„Albo nasi koledzy zaakceptują zmiany albo się pożegnamy” - to słowa cytowane przez jedną z gazet, które miał wypowiedzieć ważny polityk PiS. Media opisują kulisy rozmów na Nowogrodzkiej, choć nie brakuje i - bardziej lub mniej wiarygodnych - plotek.
CZYTAJ RÓWNIEŻ:
W czwartek wieczorem doszło do spotkania liderów Zjednoczonej Prawicy, w którym uczestniczyli m.in. prezes PiS Jarosław Kaczyński oraz szefowie Solidarnej Polski i Porozumienia - Zbigniew Ziobro i Jarosław Gowin, a także premier Mateusz Morawiecki. Spotkanie trwało blisko pięć godzin. Szef Komitetu Wykonawczego PiS Krzysztof Sobolewski oświadczył, że rozmowy przebiegały w dobrej atmosferze, a koalicjanci są „pełni optymizmu” co do zawarcia kolejnej umowy koalicyjnej i ustalenia podstaw programowych.
To oficjalny komunikat. Lecz jak to bywa już w polityce, w różnych mediach pojawiały się doniesienia i spekulacje o kulisach „gorących” rozmów.
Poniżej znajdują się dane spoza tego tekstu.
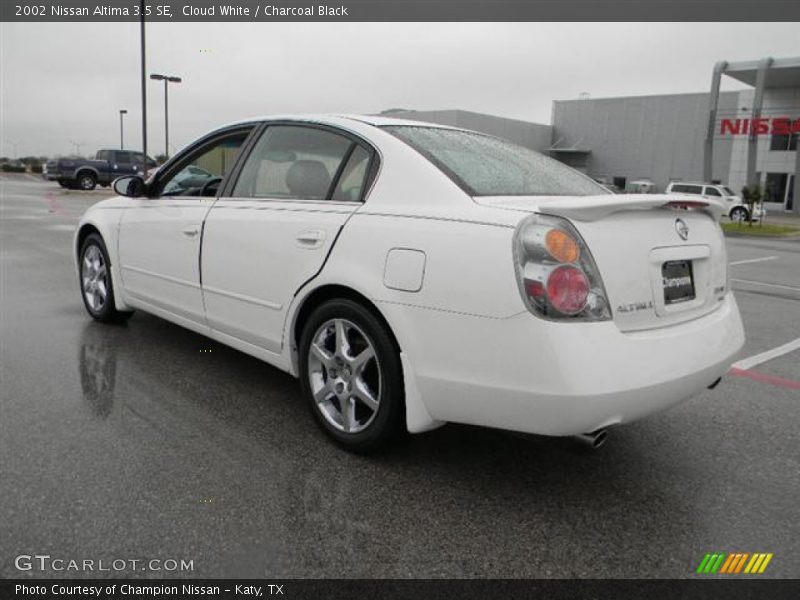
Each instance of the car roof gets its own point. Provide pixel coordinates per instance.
(340, 119)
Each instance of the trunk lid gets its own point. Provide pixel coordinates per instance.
(660, 264)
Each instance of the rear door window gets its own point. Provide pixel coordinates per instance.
(303, 163)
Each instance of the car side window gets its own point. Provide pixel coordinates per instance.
(300, 163)
(202, 170)
(689, 189)
(350, 187)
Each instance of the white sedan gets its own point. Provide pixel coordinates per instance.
(411, 275)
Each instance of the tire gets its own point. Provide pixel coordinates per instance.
(356, 398)
(739, 215)
(94, 278)
(86, 181)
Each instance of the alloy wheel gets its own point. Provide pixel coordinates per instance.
(94, 278)
(344, 375)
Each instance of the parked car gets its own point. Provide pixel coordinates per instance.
(735, 208)
(86, 174)
(412, 274)
(641, 186)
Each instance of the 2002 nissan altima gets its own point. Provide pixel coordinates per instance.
(411, 274)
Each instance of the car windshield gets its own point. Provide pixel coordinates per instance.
(483, 165)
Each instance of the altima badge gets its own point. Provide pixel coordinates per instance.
(682, 229)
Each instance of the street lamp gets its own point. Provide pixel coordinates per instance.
(167, 79)
(122, 112)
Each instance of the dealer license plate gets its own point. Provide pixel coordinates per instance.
(678, 281)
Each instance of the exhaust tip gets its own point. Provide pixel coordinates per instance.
(593, 440)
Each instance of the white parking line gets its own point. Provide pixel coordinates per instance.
(744, 262)
(749, 363)
(777, 285)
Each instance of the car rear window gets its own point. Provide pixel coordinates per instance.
(483, 165)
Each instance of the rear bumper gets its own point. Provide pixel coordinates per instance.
(529, 375)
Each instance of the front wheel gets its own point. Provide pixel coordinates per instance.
(97, 289)
(739, 215)
(351, 375)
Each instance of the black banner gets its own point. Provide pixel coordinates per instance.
(221, 589)
(399, 10)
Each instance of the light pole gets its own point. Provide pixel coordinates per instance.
(77, 146)
(122, 112)
(167, 79)
(142, 50)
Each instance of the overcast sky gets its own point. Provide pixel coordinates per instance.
(66, 82)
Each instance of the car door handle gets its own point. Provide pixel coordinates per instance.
(310, 238)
Jakie plotki przedstawiono?
Twarde negocjacje na Nowogrodzkiej?
„Super Express” pisze o twardych negocjacjach w siedzibie PiS na Nowogrodzkiej, które momentami miały przeradzać się w ostry spór.
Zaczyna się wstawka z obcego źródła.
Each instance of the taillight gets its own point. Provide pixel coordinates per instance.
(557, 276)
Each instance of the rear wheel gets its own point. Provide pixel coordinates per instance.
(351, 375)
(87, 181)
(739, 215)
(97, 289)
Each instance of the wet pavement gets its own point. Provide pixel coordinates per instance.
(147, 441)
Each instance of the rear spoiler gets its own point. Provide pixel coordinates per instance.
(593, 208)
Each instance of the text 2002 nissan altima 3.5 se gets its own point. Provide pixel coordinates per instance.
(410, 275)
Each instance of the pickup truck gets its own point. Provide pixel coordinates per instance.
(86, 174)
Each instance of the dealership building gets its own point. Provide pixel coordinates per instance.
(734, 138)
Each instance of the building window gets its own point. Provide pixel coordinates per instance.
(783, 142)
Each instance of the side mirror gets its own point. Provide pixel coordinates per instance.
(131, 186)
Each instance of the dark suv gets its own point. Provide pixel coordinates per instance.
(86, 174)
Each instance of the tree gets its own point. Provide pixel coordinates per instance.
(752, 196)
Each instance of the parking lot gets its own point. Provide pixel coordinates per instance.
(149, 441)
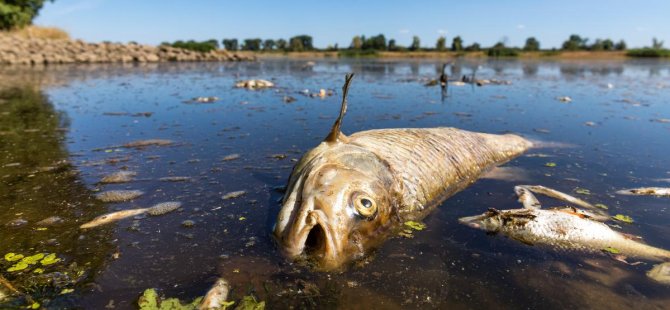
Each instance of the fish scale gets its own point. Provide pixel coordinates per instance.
(435, 163)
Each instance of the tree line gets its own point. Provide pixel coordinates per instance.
(380, 43)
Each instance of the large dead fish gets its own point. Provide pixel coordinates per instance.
(347, 194)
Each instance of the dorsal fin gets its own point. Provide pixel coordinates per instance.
(335, 134)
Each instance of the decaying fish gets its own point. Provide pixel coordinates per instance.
(158, 209)
(345, 196)
(565, 228)
(649, 191)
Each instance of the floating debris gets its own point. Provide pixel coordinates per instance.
(648, 191)
(660, 273)
(231, 157)
(203, 100)
(113, 217)
(216, 296)
(188, 223)
(52, 220)
(119, 195)
(623, 218)
(163, 208)
(233, 195)
(16, 222)
(175, 179)
(137, 114)
(119, 177)
(254, 84)
(148, 142)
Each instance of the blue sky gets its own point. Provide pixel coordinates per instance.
(484, 21)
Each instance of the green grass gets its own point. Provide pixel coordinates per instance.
(357, 53)
(648, 52)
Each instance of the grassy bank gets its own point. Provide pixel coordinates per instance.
(443, 54)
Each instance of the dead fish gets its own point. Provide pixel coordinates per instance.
(119, 195)
(52, 220)
(119, 177)
(216, 296)
(649, 191)
(562, 229)
(158, 209)
(112, 217)
(232, 195)
(567, 229)
(254, 84)
(175, 179)
(348, 194)
(148, 142)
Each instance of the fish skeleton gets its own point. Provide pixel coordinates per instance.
(564, 228)
(346, 196)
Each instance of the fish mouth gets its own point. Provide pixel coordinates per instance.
(312, 241)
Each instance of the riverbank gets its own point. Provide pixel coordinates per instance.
(16, 49)
(441, 54)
Cóż, albo nasi koledzy zaakceptują zmiany albo się pożegnamy
— miał powiedzieć gazecie „jeden z ważnych polityków PiS”.
Nigdy nie zgodzimy się na oddanie jednego resortu! - mówił nam tuż przed spotkaniem jeden z ważnych polityków partii Ziobry. - Prezes PiS i premier raczej nam nie ustąpią, a wydźwięk ostatnich rozmów między nami jest taki: „nie pasuje wam, to się pożegnajmy”
— czytamy.
Rozmowy są twarde, ziobryści i gowinowcy nie odpuszczają. Gowin ma chrapkę na wicepremiera i ministra rozwoju. Zastąpiłby Jadwigę Emilewicz
— opisuje kulisy „SE”.
Morawiecki vs Ziobro? Emilewicz odejdzie? Garść plotek
Inne media (m.in. Onet i „GW”) informują, że w trakcie dyskusji na Nowogrodzkiej miało dojść do spięć, a nawet „bezpośredniej konfrontacji” pomiędzy premierem i szefem Solidarnej Polski. Choć ostatecznie zawarto wstępne porozumienie.
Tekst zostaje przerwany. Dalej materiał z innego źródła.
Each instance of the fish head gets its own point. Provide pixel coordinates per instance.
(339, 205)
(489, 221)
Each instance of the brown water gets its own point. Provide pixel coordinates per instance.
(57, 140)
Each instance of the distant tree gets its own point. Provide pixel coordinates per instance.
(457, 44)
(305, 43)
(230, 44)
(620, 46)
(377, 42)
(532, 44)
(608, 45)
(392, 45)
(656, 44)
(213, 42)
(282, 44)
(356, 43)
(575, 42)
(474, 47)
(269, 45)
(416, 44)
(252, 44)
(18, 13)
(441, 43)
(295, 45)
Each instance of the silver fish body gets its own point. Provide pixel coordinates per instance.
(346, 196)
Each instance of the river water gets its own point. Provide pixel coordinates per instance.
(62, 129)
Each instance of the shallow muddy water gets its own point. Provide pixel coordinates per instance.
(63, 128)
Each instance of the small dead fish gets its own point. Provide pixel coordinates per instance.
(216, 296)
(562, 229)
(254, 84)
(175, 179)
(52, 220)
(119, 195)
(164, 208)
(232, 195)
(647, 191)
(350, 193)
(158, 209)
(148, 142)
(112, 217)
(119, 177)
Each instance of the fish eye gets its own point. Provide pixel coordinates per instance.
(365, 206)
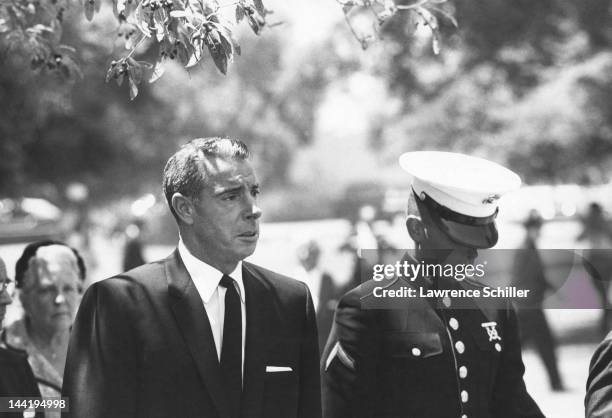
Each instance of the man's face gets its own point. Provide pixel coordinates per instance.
(51, 288)
(226, 219)
(5, 298)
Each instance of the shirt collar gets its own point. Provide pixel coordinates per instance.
(205, 277)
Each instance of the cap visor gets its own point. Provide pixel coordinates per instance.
(474, 236)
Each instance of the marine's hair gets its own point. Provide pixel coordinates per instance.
(412, 208)
(29, 252)
(184, 172)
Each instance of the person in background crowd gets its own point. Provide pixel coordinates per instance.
(322, 287)
(133, 251)
(596, 230)
(49, 276)
(431, 357)
(16, 377)
(529, 273)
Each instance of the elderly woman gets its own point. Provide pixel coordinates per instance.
(49, 276)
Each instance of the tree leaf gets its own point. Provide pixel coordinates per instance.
(90, 6)
(253, 24)
(133, 88)
(239, 13)
(259, 7)
(158, 71)
(447, 15)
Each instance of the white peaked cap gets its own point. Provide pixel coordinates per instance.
(464, 184)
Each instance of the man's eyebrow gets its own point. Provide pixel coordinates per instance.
(229, 189)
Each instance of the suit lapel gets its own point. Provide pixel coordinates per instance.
(191, 318)
(257, 314)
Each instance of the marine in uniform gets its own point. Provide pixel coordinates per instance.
(432, 357)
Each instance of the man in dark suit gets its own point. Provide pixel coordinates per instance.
(441, 356)
(598, 400)
(200, 333)
(16, 377)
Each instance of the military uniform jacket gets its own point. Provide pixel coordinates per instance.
(423, 361)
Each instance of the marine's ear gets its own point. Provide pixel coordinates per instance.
(416, 229)
(183, 207)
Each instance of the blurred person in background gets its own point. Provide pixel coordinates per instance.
(597, 233)
(49, 276)
(529, 273)
(16, 377)
(133, 250)
(322, 287)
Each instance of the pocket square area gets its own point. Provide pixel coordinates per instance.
(276, 369)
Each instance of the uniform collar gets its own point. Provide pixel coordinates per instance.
(205, 277)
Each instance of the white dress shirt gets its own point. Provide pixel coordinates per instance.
(206, 279)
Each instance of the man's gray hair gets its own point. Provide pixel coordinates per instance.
(184, 172)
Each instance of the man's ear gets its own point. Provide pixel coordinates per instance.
(183, 207)
(416, 229)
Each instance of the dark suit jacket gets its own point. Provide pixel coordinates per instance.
(142, 346)
(16, 378)
(403, 362)
(598, 401)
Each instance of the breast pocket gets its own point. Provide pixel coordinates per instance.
(412, 345)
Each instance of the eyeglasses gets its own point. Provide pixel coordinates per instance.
(5, 285)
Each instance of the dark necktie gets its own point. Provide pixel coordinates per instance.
(231, 349)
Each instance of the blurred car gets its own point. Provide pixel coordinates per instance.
(29, 219)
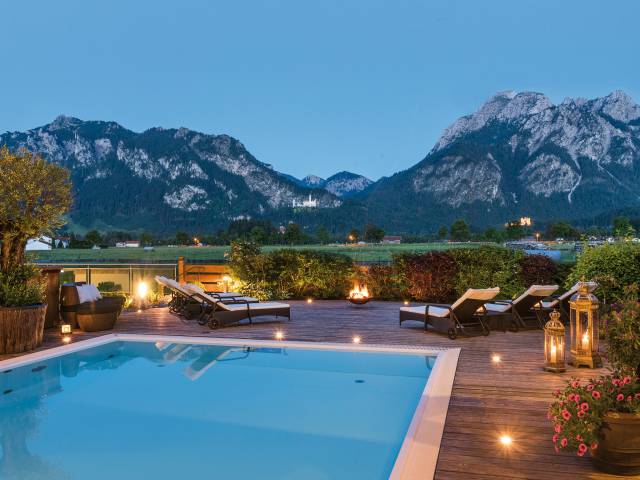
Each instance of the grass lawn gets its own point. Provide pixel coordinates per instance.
(362, 253)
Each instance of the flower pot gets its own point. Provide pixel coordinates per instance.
(21, 328)
(619, 449)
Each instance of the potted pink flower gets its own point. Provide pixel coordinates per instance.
(602, 417)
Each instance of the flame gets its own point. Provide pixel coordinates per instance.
(359, 291)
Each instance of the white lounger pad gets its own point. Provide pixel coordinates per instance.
(252, 306)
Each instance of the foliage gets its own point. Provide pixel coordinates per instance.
(386, 282)
(460, 231)
(623, 334)
(613, 266)
(578, 412)
(622, 228)
(21, 285)
(34, 196)
(289, 273)
(538, 270)
(561, 230)
(373, 233)
(430, 276)
(109, 287)
(488, 267)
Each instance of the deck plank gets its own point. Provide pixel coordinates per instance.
(487, 399)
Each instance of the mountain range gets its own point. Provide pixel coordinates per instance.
(518, 155)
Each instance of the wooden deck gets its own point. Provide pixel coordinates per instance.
(487, 400)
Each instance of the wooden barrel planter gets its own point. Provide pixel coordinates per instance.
(21, 328)
(619, 448)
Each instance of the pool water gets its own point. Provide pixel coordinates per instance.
(149, 410)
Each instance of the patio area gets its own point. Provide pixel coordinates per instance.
(489, 398)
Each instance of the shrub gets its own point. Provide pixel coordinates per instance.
(613, 266)
(623, 334)
(290, 273)
(21, 286)
(385, 282)
(430, 276)
(487, 267)
(538, 269)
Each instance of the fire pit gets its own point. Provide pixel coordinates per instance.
(359, 294)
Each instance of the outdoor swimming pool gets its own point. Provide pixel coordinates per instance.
(167, 409)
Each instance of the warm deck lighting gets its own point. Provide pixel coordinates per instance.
(142, 290)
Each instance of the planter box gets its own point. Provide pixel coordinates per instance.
(619, 448)
(21, 328)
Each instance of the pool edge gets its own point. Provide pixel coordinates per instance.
(418, 455)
Krążą też pierwsze spekulacje o personalnych decyzjach w ramach Porozumienia. Do rządu miałby wrócić Jarosław Gowin (kilka miesięcy temu sam podał się do dymisji), a w związku z tym, funkcję wicepremiera i ministra straciłaby Jadwiga Emilewicz.
Z innej zaś strony pojawiła się i dość odważna plotka, jakoby Zbigniew Ziobro miał „ponowić prośbę o przyjęcie go z Solidarną Polską” do PiS, na co Jarosław Kaczyński miał się nie zgodzić. Piotr Zaremba na łamach „DGP” ocenia, że tylko po powrocie do PiS, Ziobro może liczyć na udział w walce o pozycję lidera całej Zjednoczonej Prawicy.
„Nie ma wielkiej miłości politycznej, ale jest wzajemny szacunek”
Owe kuluarowe wieści skomentował w dość śmiałym wywiadzie dla Onetu jeden z posłów Solidarnej Polski.
Na pewno trzeba rozważyć, czy dobrym pomysłem jest ograniczanie liczby ministerstw i centralizowanie władzy w poszczególnych resortach
— stwierdził Mariusz Gosek.
Komentował też relacje pomiędzy ministra sprawiedliwości i premiera, poddając w wątpliwość doniesienia o rzekomym starciu,
Może tam nie ma wielkiej miłości politycznej, ale jest wzajemny szacunek. To wiem na pewno, bo obserwuję tę sytuację. To, że nie ma miłości, nie oznacza, że nie może być szacunku pomiędzy prezesem Rady Ministrów, a ministrem sprawiedliwości
— powiedział.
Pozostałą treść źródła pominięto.